While Cha-cha was laid to rest, the death penalty is being resurrected, receiving the biggest push from the President during SONA.

Drilon, however, remained firm, reiterating that the four-member opposition in the newly-opened 18th Congress will fight it “tooth and nail.”

“As I said before, it may appear as an uphill battle, but we are more than prepared to oppose it. We do not agree that death penalty is the solution to our illegal drugs and corruption problems. Death penalty is anti poor,” Drilon said.

“We have a very weak justice system that is very prone to error. What we need to do is to strengthen our justice system and show the people that our laws are working,” he added.

The President mentioned his intention to raise sin taxes anew. Drilon said his group supported the additional excise tax on tobacco last 17th Congress. The bill is currently in the President’s desk for approval.

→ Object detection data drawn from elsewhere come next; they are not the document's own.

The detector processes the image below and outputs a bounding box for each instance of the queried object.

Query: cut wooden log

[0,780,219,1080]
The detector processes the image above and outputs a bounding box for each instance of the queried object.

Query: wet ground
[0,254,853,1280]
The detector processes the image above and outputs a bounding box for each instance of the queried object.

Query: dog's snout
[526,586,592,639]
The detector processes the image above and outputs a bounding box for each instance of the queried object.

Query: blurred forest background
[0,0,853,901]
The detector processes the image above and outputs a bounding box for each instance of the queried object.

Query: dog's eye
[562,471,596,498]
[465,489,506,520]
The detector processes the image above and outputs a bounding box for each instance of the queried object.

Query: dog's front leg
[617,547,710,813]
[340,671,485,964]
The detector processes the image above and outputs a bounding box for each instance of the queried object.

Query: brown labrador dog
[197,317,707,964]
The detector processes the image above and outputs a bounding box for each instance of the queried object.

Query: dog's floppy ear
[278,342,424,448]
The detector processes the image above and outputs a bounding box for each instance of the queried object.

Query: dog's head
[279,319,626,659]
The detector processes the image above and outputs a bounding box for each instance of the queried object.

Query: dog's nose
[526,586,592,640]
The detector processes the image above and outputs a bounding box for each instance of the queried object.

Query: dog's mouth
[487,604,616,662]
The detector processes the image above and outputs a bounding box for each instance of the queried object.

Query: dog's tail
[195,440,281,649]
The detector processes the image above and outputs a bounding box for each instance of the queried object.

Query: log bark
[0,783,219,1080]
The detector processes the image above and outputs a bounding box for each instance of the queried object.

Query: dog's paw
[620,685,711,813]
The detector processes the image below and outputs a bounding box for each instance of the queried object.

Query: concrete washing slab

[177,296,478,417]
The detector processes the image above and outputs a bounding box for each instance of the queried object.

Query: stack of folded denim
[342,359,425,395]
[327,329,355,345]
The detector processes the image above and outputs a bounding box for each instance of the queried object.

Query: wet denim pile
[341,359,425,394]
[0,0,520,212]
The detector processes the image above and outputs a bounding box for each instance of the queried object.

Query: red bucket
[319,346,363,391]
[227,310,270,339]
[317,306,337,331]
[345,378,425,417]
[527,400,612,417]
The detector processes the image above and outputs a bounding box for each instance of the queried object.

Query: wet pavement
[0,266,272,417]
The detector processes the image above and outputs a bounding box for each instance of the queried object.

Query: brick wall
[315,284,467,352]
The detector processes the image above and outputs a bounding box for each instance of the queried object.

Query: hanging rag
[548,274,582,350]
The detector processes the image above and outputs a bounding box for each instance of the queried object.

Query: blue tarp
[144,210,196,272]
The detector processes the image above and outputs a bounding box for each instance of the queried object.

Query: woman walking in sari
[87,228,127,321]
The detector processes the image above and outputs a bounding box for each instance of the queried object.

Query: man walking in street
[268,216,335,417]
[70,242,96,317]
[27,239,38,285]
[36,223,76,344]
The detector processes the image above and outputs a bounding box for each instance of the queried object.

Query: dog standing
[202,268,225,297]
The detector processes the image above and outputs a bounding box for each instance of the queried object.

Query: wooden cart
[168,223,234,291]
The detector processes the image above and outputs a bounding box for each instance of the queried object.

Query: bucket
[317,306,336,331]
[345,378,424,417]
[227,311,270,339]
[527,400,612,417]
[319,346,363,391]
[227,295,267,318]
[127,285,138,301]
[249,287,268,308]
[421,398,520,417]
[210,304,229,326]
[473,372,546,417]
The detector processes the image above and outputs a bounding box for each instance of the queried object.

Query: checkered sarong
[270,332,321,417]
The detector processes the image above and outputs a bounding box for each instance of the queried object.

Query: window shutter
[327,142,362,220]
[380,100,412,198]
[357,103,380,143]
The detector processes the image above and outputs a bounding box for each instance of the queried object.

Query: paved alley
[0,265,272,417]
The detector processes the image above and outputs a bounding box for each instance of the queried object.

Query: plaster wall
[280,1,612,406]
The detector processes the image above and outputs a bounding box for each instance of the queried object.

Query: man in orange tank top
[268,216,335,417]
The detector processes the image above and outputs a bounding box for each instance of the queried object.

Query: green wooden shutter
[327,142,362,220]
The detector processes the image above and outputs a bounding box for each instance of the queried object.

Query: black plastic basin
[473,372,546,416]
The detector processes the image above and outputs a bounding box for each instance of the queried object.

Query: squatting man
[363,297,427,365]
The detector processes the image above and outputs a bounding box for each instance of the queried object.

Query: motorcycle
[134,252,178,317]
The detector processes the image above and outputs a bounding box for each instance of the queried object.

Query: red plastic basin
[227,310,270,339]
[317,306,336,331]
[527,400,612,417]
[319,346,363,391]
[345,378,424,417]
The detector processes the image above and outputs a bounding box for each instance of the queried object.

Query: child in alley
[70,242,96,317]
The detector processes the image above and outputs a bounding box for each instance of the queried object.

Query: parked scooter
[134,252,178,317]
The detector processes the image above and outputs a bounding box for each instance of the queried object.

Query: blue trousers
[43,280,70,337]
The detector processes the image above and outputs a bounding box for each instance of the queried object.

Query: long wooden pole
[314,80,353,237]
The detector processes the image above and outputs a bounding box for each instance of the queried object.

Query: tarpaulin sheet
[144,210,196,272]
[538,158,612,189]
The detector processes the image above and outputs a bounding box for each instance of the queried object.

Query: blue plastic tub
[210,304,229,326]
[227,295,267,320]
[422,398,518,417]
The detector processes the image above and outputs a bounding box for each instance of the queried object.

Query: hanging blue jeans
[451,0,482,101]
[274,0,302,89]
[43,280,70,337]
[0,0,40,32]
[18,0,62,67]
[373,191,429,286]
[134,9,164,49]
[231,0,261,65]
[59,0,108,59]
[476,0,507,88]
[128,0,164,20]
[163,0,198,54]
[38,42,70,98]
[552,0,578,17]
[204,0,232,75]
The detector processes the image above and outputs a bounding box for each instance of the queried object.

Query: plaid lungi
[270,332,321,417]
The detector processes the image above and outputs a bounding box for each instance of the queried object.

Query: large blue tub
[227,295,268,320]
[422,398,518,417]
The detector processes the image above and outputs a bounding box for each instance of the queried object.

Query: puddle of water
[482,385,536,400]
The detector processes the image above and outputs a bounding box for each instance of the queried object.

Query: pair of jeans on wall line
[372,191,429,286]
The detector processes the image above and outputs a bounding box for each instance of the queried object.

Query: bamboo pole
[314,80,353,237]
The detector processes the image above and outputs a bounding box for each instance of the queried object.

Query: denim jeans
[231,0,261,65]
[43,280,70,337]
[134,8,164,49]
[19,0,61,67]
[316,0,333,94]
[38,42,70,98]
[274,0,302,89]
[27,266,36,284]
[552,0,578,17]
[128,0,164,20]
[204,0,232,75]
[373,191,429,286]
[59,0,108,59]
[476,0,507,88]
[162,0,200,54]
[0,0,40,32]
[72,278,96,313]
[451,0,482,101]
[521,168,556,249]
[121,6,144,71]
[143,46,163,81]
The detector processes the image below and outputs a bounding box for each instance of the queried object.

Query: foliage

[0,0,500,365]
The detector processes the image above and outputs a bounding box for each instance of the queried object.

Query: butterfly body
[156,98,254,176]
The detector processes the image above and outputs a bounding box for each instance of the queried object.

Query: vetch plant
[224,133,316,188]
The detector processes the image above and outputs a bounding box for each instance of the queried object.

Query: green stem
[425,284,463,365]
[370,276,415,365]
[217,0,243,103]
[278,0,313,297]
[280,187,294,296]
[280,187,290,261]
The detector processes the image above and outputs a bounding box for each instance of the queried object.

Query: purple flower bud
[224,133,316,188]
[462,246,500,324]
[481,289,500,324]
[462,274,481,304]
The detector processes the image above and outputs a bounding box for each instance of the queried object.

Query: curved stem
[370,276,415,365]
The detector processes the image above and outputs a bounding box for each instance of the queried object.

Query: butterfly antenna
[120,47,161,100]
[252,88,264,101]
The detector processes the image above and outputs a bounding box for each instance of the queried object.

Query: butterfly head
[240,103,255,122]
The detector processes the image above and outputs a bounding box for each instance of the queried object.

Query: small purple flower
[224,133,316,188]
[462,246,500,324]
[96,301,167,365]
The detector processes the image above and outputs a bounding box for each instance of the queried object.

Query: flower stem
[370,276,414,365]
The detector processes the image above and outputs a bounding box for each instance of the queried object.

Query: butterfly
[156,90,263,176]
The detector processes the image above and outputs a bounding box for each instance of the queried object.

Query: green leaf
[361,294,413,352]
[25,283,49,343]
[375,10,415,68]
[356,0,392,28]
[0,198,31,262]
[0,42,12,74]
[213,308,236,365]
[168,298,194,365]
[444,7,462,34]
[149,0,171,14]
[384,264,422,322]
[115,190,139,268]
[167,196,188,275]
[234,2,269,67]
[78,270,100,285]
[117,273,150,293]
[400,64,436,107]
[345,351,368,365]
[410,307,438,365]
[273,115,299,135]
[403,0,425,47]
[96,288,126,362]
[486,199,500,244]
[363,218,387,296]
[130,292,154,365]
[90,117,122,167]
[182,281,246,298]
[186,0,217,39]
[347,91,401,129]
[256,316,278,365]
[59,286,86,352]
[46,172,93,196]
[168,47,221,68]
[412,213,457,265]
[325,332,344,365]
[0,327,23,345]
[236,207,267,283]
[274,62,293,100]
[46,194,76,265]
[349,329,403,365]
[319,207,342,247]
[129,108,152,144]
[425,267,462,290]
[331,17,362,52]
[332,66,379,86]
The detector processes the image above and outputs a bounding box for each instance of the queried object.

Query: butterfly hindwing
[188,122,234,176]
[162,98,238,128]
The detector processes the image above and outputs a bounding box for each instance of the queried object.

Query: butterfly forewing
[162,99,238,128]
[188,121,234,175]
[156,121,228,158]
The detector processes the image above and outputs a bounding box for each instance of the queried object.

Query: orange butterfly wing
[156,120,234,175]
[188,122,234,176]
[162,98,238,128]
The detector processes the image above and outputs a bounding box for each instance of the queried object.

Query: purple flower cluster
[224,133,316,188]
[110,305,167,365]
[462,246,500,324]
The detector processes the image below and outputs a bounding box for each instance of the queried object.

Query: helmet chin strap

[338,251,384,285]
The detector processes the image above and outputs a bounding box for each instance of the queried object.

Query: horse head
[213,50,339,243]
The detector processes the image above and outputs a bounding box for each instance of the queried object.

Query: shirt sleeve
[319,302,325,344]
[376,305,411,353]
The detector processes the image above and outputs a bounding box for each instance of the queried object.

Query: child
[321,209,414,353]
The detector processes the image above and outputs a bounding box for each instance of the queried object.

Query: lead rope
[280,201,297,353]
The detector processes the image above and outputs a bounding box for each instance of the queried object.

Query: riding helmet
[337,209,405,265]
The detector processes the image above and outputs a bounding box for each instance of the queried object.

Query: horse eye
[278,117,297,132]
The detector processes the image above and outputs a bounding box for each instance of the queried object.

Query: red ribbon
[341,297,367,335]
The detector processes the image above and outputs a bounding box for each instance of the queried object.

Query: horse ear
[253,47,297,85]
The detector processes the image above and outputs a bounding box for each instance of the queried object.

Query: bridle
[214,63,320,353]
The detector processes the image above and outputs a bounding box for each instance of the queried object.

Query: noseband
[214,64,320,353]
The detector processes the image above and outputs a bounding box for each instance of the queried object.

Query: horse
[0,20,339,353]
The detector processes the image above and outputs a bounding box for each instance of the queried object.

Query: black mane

Drilon is the author of the Sin Tax Reform Law that raised the excises taxes of tobacco and alcohol products in 2012, which generated funds for the country’s health-related programs, while substantially decreasing the prevalence of smoking in the country.

Drilon also said they are also ready to examine all the other measures stated in the SONA.

“We are willing to listen and take a look at the proposals on the proposed tax reform law, the Land Use Act and the creation of the disaster management department,” he added.